The following sections discuss the bodily changes that occur just before or during a menstrual period that may affect bowel movements.
Increased muscle contractions
Just before menstruation, the body releases hormones known as prostaglandins. These hormones stimulate muscle contractions in the uterus. These contractions help the body to shed the uterus lining.
At the same time, the period hormones may stimulate muscle contractions in the intestines and bowels, which are close to the uterus, causing more frequent bowel movements. They also reduce how well the body absorbs water, making the stool softer and increasing the risk of diarrhea.
It can be difficult to tell the difference between uterus cramps and stomach or intestinal cramps at this time. Both may be uncomfortable or painful.
Prostaglandins are also involved in many other PMS symptoms, including headaches.
Progesterone is another hormone that increases right before a menstrual period. For some, progesterone can affect the gastrointestinal tract to cause either constipation or diarrhea.

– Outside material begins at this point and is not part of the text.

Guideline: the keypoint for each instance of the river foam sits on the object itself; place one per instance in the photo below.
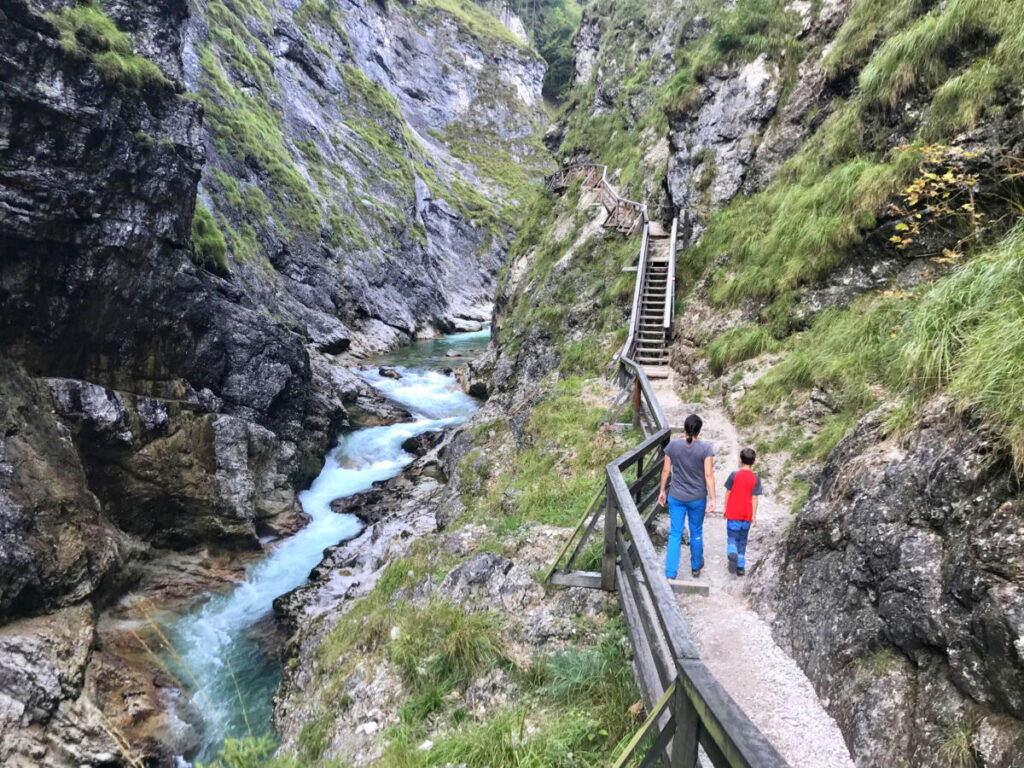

In females who have chronic bowel issues or an irritable bowel disorder (IBD), such as ulcerative colitis or Crohn’s disease, menstruation can make symptoms worse.
For example, in people with IBD-related constipation, progesterone-associated changes can make constipation worse. This is also true for people with conditions such as endometriosis, uterine fibroids, and ovarian cysts.
Furthermore, people with IBD are more likely to experience other PMS symptoms, such as headaches or menstrual pain.
Progesterone may increase feelings of hunger and can cause cravings for foods high in fat or sugar, such as ice cream or chocolate. The body has a hard time digesting these foods, and eating more of them can affect a person’s bowel movements.
PMS-related changes in dietary habits may contribute to why some people notice differences in the consistency, regularity, or smell of their stool before or during a period.
Increased stress or anxiety
According to research appearing in the journal BMC Women’s Health, people report greater sensitivity to pain and discomfort in the premenstrual phase as well as on their periods. This sensitivity can exacerbate symptoms, too.